Remote communities and badly kept roads make emergency rescues in Africa difficult. That’s why two years ago, the Johannesburg-based company er24 bought four small aircraft – two jets and two helicopters – and transformed from a road-ambulance service into a continent-wide air-rescue provider. er24 now makes around three rescue flights per week.
“Before, people would have to travel long distances by road to be treated in the capital city or be evacuated on a large commercial jet,’’ says the company’s spokesman Werner Vermaak. er24 claims it can be airborne with an intensive-care unit and six paramedics within 40 minutes of receiving a call from anywhere on the continent. The process is costly – €50,000 to €150,000 per flight – but is usually paid for by insurance companies or South African mining firms in Zambia, Ghana or Sierra Leone.
Private ambulances turning healthy profits
- Falck: Sophus Falck brought ambulances to Scandinavia in 1907. The company now has the world’s largest fleet: nearly 2,000 vehicles.
- AMR: The US emergency-services provider and parent company EMSC were acquired by private-equity firm Clayton, Dubilier & Rice for €2.4bn in 2011.
- ECCO: Latin America’s largest private ambulance service started in 1984 and employs over 1,500.

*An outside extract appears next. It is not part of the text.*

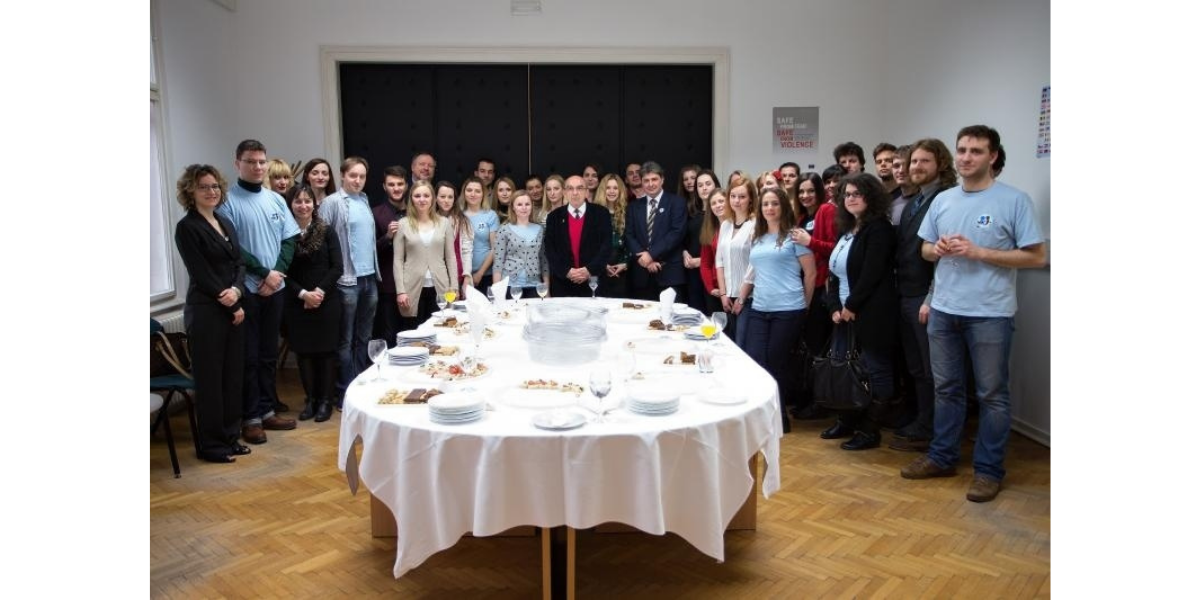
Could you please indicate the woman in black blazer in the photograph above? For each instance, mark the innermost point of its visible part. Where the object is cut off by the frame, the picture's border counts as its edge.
(862, 291)
(213, 312)
(311, 309)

Georgian mineral water was a popular hangover cure in Russia. But in 2006 it was banned by Vladimir Putin’s chief sanitary inspector, a decision many attribute to Moscow’s uneasy relationship with Tbilisi. Now Russian billionaire Mikhail Fridman has acquired a major stake in Georgia’s bestselling water brand, Borjomi, and there are signs the embargo could end. Borjomi saw its sales halved after the ban but ultimately grew its distribution network to adapt. “The ban ended up being a stimulus to Borjomi’s international development,” says Richard Hall, chairman of food-and-drink consultancy Zenith International.
Germany has a global reputation as a transport powerhouse. However, it will soon have an unlikely new competitor in its rail sector: the UK. The owner of the London to Southend C2C franchise has won tenders to run two routes in the North Rhine-Westphalia region, starting in December 2015. The 15-year contracts worth a total of €1.6bn could be just the beginning, says Anthony Vigor, director of policy and external affairs for the National Express Group.

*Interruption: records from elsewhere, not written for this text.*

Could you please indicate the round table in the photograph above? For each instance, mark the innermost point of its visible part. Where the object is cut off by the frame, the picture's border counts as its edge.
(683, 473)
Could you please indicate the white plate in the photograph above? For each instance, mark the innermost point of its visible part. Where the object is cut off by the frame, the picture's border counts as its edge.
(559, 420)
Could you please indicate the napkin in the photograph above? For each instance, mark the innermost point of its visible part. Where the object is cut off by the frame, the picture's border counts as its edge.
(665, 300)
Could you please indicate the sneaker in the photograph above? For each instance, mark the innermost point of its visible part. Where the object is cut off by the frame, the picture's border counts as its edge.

“The German market is twice as large as the UK’s with 35 tenders up in the next two years,” he says. “We are currently pre-qualified for three existing tender competitions.”

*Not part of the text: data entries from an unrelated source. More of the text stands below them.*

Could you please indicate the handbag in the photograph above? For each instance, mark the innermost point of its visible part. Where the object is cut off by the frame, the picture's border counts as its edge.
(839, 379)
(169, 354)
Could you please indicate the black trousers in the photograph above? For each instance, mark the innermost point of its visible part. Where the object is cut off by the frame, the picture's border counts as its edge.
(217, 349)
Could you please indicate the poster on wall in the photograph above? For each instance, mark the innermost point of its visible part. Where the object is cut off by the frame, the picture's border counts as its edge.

When Sydney dessert-maker Pierre Issa made his first batch of artisanal butter his wife judged it as average. “I took that as a challenge,” says the 36-year-old. “How can I make the best tasting butter for the woman I love?” Two years later, Pepe Saya butter is on the tables of Australia’s top restaurants, such as Neil Perry’s Rockpool. It’s also been introduced on Qantas’s first-class flights and Issa has moved from a 150 sq m factory to a 500 sq m space in Sydney.